My dad slaps my hand away. I can tell he’s wondering who I am, who gave me the right to touch him. At first, his eyes are filled with confusion and outrage, but then they shift to scared.
“It’s me,” I say, holding out my palms to show him I mean no harm.
He stands there for a minute, looking me up and down.
“Just you,” he says. “Okay.”
I pull his arm over my shoulder and we walk over to his cot, his bad knee clicking like a metronome with each step.
Later that night, after my dad is in bed, I light up and dream about Susie. I dream about when we went on that riverboat architecture tour in Chicago. It was one hundred degrees that day and I remember my shins sweating and the sweat pooling up in my tennis shoes and the smooshing sound my shoes made when I walked back up the gangplank.

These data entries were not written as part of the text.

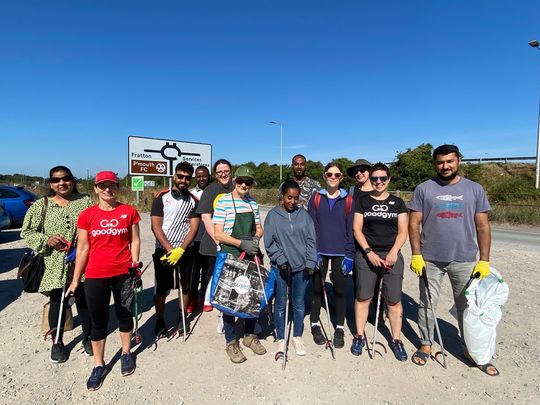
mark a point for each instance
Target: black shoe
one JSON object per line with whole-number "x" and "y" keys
{"x": 96, "y": 378}
{"x": 318, "y": 337}
{"x": 58, "y": 353}
{"x": 160, "y": 330}
{"x": 87, "y": 344}
{"x": 339, "y": 338}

I wake up to two burly men in tracksuits standing over my bed. One grabs me under my armpits and one grabs my ankles and they lug me out the door.
“Hello?” I yell out. “Help?”
Everyone else is zonked out. The men carry me out into the parking lot and shove me into the backseat of a Lincoln Town Car.
“Are you gonna kill me?” I ask them. “Because you should know that I am already doing a good job of doing that myself.”
The men don’t answer me. We drive downtown and pull up in front of a building with a sign “The Uplands Group, LLC” on the side. The men yank me out of the car and shove me up some loading dock stairs. They push me into an office and I see Steve Windom sitting across the desk from me.